Both Man-su and his stepson have plans. Si-one and his best friend Geon-ho steal iPhones from Geon-ho’s father. Man-su decides to murder his competitors for a comparable job. Si-one’s plans go better, but they do get caught. Man-su’s murderous ways are comically thwarted and even when successful, awkwardly accomplished.
In some ways, the film, “No Other Way,” reminded me of the murder mysteries of ambitions to inherit fortunes or titles such as the Tony Award-winning musical comedy “A Gentleman’s Guide to Love and Murder” (also based on a book, Ron Horniman’s “Israel Rank: The Autobiography of a Criminal”). Instead of an inheritance, it is a job that is the reward at the end. Maybe “No Other Way” is this generation’s “How to Succeed in Business Without Really Trying.”
“No Other Way” is not a musical, but with the power of K-pop, it could be. In any case, during the film, we also see cut trees. We see machines that far surpass the technology of 1968, when the protagonist of “Train Dreams” dies. But Grainier left logging decades before his death when the technology puzzled him and he could no longer relate to the people. Granier, like Man-su finds comfort in a house that has ties to family.
In the end, Man-su also distances himself from his colleagues and ends up alone in his work life. In a land that was liberated from Japanese Imperialism, split through ideology into two countries, Man-su suffers under multinational corporation invasion of an American company where cultural understand and personal relationships are deemed superfluous. Man-su and his co-workers become victims to the relentless forward march of progress in a global economy with the only comfort and stability coming from family.
You might not be familiar with the name Lee Byung-hun, but if you loved “KPop Demon Hunters,” you’ll be familiar with his voice. He’s Gwi-Ma, the demon king who allows the Saja Boys to go and try to win music lovers to their side through idol worship. For fans of another Netflix show, “Squid Game,” Lee is the Front Man in all three seasons.

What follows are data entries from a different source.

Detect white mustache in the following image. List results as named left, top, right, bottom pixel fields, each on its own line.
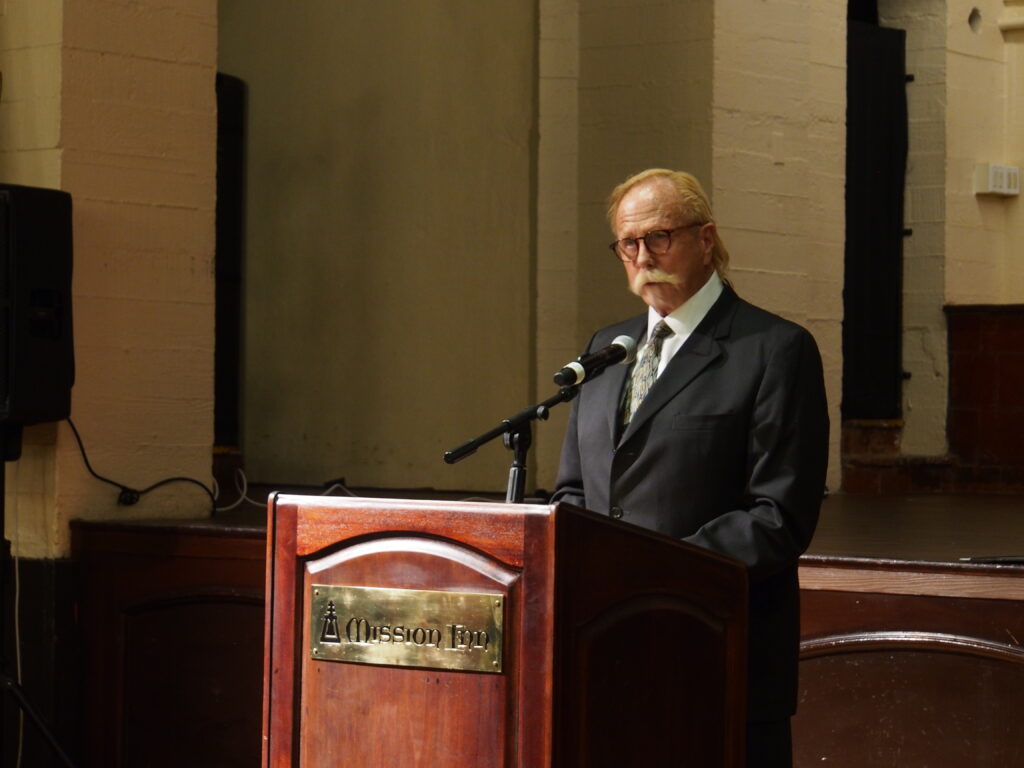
left=631, top=268, right=680, bottom=294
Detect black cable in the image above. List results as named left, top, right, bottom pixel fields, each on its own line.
left=65, top=418, right=215, bottom=511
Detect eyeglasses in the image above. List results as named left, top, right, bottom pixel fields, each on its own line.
left=608, top=223, right=702, bottom=262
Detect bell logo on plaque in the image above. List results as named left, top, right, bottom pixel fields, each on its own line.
left=318, top=600, right=341, bottom=644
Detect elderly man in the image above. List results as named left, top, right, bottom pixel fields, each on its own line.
left=552, top=168, right=829, bottom=767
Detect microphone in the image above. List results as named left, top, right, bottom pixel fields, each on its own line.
left=553, top=335, right=637, bottom=386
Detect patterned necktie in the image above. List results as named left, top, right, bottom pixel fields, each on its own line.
left=622, top=320, right=673, bottom=426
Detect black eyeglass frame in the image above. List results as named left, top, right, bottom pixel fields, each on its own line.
left=608, top=222, right=703, bottom=262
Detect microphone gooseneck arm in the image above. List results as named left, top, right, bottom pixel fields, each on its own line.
left=443, top=385, right=581, bottom=503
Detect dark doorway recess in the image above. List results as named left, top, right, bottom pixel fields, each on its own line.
left=842, top=20, right=909, bottom=420
left=215, top=73, right=246, bottom=449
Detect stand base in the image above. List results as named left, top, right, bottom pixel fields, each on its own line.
left=2, top=674, right=77, bottom=767
left=2, top=424, right=78, bottom=767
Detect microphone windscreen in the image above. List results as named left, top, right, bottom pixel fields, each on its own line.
left=612, top=335, right=638, bottom=364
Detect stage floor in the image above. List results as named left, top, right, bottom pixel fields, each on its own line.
left=809, top=493, right=1024, bottom=563
left=161, top=487, right=1024, bottom=566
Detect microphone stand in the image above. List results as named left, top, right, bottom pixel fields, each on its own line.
left=443, top=386, right=580, bottom=504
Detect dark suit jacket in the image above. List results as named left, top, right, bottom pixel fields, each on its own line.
left=552, top=285, right=829, bottom=722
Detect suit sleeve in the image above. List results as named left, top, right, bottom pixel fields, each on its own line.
left=550, top=331, right=601, bottom=510
left=682, top=327, right=829, bottom=582
left=550, top=394, right=586, bottom=509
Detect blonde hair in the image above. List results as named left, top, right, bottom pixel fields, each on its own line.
left=606, top=168, right=730, bottom=279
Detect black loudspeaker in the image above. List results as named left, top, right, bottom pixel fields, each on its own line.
left=0, top=183, right=74, bottom=426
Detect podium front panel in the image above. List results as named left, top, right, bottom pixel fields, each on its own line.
left=298, top=537, right=521, bottom=765
left=553, top=506, right=748, bottom=767
left=263, top=496, right=557, bottom=768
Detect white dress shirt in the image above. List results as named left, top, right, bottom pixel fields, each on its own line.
left=645, top=270, right=724, bottom=377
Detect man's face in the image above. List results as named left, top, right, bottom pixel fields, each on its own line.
left=614, top=179, right=716, bottom=316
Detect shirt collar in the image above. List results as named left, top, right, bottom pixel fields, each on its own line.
left=646, top=271, right=724, bottom=339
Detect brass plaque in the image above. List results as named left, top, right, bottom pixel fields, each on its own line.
left=310, top=585, right=504, bottom=673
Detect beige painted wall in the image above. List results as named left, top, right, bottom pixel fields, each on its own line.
left=947, top=0, right=1024, bottom=305
left=1000, top=0, right=1024, bottom=298
left=219, top=1, right=538, bottom=493
left=576, top=0, right=714, bottom=343
left=0, top=0, right=62, bottom=187
left=536, top=0, right=581, bottom=488
left=1, top=0, right=217, bottom=557
left=712, top=0, right=847, bottom=491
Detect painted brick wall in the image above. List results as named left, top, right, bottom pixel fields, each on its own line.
left=711, top=0, right=847, bottom=491
left=54, top=0, right=217, bottom=554
left=946, top=0, right=1013, bottom=305
left=1, top=0, right=217, bottom=557
left=1002, top=3, right=1024, bottom=300
left=0, top=0, right=62, bottom=187
left=536, top=0, right=581, bottom=487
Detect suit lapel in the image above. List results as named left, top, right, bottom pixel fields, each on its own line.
left=617, top=287, right=739, bottom=447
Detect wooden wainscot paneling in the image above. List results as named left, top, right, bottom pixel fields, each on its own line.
left=796, top=555, right=1024, bottom=767
left=72, top=518, right=266, bottom=768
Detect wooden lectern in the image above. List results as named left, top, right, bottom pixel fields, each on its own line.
left=263, top=495, right=748, bottom=767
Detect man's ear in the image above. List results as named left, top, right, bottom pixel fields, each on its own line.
left=700, top=222, right=717, bottom=262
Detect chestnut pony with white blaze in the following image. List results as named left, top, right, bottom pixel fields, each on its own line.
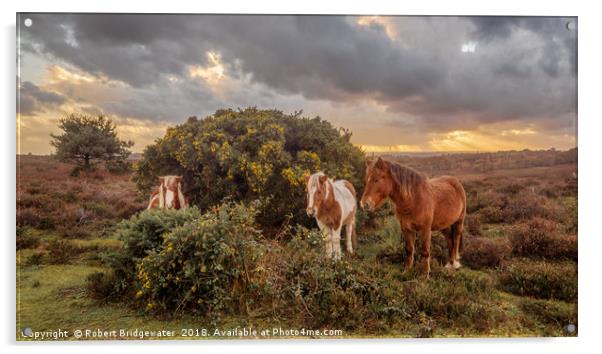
left=360, top=157, right=466, bottom=276
left=305, top=172, right=357, bottom=259
left=147, top=175, right=188, bottom=210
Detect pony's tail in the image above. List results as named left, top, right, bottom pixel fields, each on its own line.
left=459, top=204, right=467, bottom=253
left=459, top=223, right=464, bottom=252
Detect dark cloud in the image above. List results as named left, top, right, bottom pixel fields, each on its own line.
left=20, top=14, right=577, bottom=134
left=18, top=81, right=66, bottom=115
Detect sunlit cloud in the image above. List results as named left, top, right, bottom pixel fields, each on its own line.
left=45, top=65, right=97, bottom=84
left=358, top=144, right=422, bottom=153
left=189, top=51, right=226, bottom=87
left=500, top=127, right=537, bottom=136
left=356, top=16, right=397, bottom=40
left=428, top=122, right=575, bottom=152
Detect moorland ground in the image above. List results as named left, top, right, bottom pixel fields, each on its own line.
left=16, top=149, right=577, bottom=339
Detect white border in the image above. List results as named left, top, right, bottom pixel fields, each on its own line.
left=3, top=1, right=600, bottom=353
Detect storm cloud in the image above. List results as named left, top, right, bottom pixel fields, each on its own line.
left=18, top=14, right=577, bottom=151
left=19, top=80, right=66, bottom=115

Fans of Westerns might remember Lee from his smoldering posturing as Billy Rocks, the knife-throwing hired gun for the 2016 remake of “The Magnificent Seven.” Lee had been in another kind of Western in 2008: “The Good, the Bad, the Weird” as The Bad, or the bandit hitman hired to get the treasure map from the Japanese official in a Korean Western inspired by the 1966 Italian Spaghetti Western “The Good, the Bad and the Ugly.” .
He was also in the Bruce Willis 2013 flick “Red 2.” There’s also his portrayal of Storm Shadow in the “GI Joe” films, “The Rise of Cobra” in 2009 and “Retaliation” in 2013. Fans of the Terminator series will know him as the man who played T-1000 in “Terminator Genisys” in 2014. Lee also was the romantic lead in the highly rated award-winning South Korean TV series “Mr. Sunshine”( 미스터 션샤인; Miseuteo Syeonsyain) which streamed on Netflix. The role garnered Lee a Best Actor award at the Baeksang Arts Awards.
When you realize that Lee can be both a romantic lead and a serious bad guy, you can better appreciate his portrayal of an inept assassin, desperate to keep his family home and maintain his family’s stability and high level of living. Director Park Chan-wook is capable of handling period dramas as with the 2016 “The Handmaiden” and he’s good at keeping the balance between humor within horrific circumstances as in the recent miniseries “The Sympathizer.” In “No Other Way,” there is no glorification of Man-su means to achieve his ambitions. Yet we still sympathize with him as with sympathized with the undercover North Vietnamese spy (Captain in “The Sympathizer”).
“No Other Way” had its world premiere at the 82nd Venice International Film Festival in August 2025. It is nominated for Best Motion Picture, Best Foreign Language Film and Best Actor for the Golden Globes and it is the South Korean entry for Best International Feature Film for the Academy Awards.